Obviously there are all sorts of potential problems with the order of the elements, but I assumed that if I created a FunctionSpace on exactly the same mesh in exactly the same way, the dofs would correspond, and that seems to work, or at least to give plausible results.

At any rate, here are my versions of the ft08 and ft09 demo problems from the tutorial.

answered May 16, 2017 by lavery FEniCS Novice (350 points)
edited May 16, 2017 by lavery

Hi,

if I created a FunctionSpace on exactly the same mesh in exactly the
same way, the dofs would correspond, and that seems to work

this is very fragile. I would be very careful...

You can save XDMFFile without HDF5, with ASCII "encoding" like this

import dolfin as d

mesh = d.UnitIntervalMesh(10)
V = d.FunctionSpace(mesh, "CG", 1)
f = d.Function(V)

with d.XDMFFile("f.xdmf") as save_file:
    save_file.write(f, d.XDMFFile.Encoding_ASCII)

The difference is, that XDMF file, which is just readable XML file, doesn't point to
additional .h5 HDF5 file. Raw data are included into XDMF file itself. It is a little bug, that XDMFFile doesn't default to ASCII when there is no HDF5 and you have to set it explicitly...
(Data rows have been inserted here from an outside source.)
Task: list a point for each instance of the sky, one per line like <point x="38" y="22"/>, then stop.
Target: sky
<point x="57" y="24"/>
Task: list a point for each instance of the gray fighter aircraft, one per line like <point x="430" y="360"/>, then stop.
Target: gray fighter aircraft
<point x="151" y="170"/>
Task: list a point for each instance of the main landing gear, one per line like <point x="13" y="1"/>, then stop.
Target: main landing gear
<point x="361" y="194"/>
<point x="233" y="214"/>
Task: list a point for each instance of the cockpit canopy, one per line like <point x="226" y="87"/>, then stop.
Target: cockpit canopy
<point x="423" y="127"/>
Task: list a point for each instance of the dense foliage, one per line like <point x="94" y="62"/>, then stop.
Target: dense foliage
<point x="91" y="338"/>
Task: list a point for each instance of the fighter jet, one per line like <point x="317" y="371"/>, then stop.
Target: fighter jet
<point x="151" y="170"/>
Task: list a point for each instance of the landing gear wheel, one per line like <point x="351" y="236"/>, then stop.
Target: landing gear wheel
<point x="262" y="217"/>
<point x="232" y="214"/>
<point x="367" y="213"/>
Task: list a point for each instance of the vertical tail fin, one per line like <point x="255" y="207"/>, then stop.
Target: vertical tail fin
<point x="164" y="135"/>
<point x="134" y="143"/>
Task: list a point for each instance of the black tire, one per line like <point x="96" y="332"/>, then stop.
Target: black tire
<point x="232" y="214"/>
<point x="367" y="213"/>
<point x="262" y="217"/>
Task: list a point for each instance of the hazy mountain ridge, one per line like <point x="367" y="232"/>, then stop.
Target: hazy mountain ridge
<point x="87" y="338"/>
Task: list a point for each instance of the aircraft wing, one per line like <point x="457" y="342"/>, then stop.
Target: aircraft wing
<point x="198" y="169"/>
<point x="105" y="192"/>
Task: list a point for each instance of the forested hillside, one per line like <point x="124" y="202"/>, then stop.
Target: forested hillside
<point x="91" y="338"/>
Anyway, this is only for writing. The only FEniCS way to read Function is via HDF5 interface (to my best knowledge).
But I am working on this issue and XDMF read/write in ASCII/HDF5 will hopefully work in 2 months ;)

this is very fragile. I would be very careful...

Yes. I'm not terribly concerned about it right now, though. I did it this way only because that's the way the tutorial is written. I don't expect to use this two-stage solution strategy for my real problems.

But I am working on this issue and XDMF read/write in ASCII/HDF5 will hopefully work in 2 months ;)

Great. I look forward to that. Thanks.